No site http://saberfazer.org/#Mulheres-de-Bucos o processo é-nos explicado. E transcrevemos:
“1.A lã
Tosquiada, lavada, carmeada, cardada, fiada, tecida e tricotada integralmente à mão. Ainda sem recurso a técnicas de tingimento, a lã é apenas usada nas suas duas cores naturais – o branco e o castanho – sendo transformada em vários peças, desde meias tricotadas à mão a écharpes tecidas em teares manuais.
2. As ovelhas e a tosquia
Quando falamos com quem trabalha a lã, esta é sempre distinguida em apenas dois tipos: a lã brava e a lã.
Actualmente, a tosquia faz-se apenas uma vez ao ano, em Maio. Quem tem pequenos rebanhos, além de fazer a tosquia à mão, costuma utilizar tesouras comuns, das mais compridas e bem afiadas. O velo da ovelha é cortado continuamente e deixado no campo para ser escolhido pelas mulheres que trabalham a lã – nem toda será levada para ser trabalhada, apenas a melhor.
3. A lavagem da lã
4.Carmear e cardar
Depois de cortada e lavada, a lã é preparada para poder ser fiada.
5. Fiar e torcer o fio
O vídeo intitulado “Lã em tempo real” é “um projecto audiovisual híbrido em que se encontram a pesquisa e documentação de Rosa Pomar, em torno do ciclo tradicional da lã e dos lanifícios em Portugal, e o trabalho de Tiago Pereira, que funde documentário e arquivos com práticas de vídeo em tempo real.

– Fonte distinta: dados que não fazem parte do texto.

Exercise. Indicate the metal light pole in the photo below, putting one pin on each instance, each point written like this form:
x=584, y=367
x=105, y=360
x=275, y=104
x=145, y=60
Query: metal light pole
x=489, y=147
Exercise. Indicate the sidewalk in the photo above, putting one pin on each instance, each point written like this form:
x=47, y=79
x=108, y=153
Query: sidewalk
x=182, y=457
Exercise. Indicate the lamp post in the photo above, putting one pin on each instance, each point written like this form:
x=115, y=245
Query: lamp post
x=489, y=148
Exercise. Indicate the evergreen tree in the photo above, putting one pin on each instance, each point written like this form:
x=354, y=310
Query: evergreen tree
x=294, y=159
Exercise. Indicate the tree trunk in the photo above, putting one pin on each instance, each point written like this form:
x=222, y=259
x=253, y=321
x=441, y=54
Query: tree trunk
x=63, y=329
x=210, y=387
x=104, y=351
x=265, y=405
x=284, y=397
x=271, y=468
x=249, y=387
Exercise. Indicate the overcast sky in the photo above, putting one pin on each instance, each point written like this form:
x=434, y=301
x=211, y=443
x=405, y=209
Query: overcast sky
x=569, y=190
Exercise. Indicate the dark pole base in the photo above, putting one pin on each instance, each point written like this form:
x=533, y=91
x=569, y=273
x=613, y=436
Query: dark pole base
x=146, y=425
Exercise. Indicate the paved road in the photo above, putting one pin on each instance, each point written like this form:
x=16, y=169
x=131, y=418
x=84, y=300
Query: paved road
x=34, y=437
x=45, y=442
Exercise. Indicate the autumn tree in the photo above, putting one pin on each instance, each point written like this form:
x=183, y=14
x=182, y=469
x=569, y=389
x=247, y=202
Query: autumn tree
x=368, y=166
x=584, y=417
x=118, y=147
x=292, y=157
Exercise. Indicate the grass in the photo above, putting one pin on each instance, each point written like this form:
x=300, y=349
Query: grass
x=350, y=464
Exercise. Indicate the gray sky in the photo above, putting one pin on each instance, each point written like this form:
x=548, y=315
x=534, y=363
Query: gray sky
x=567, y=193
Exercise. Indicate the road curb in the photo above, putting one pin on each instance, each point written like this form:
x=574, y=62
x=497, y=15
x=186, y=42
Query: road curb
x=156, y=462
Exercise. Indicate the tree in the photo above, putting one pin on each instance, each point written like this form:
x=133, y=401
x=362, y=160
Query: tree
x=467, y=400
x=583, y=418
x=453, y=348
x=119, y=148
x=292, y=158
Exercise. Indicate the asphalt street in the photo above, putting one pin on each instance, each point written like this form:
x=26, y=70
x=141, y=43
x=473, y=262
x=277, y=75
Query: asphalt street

Pretende-se a partir do registo documental do fundo cultural de uma região, com particular relevo para o que podemos qualificar como património incorpóreo, imaterial – a tradição oral e dos processos envolvidos no ciclo da lã – produzir uma reflexão sobre um património pouco explorado artisticamente, bem como os conceitos culturais de tradição e contemporaneidade” (Vimeo, 2012).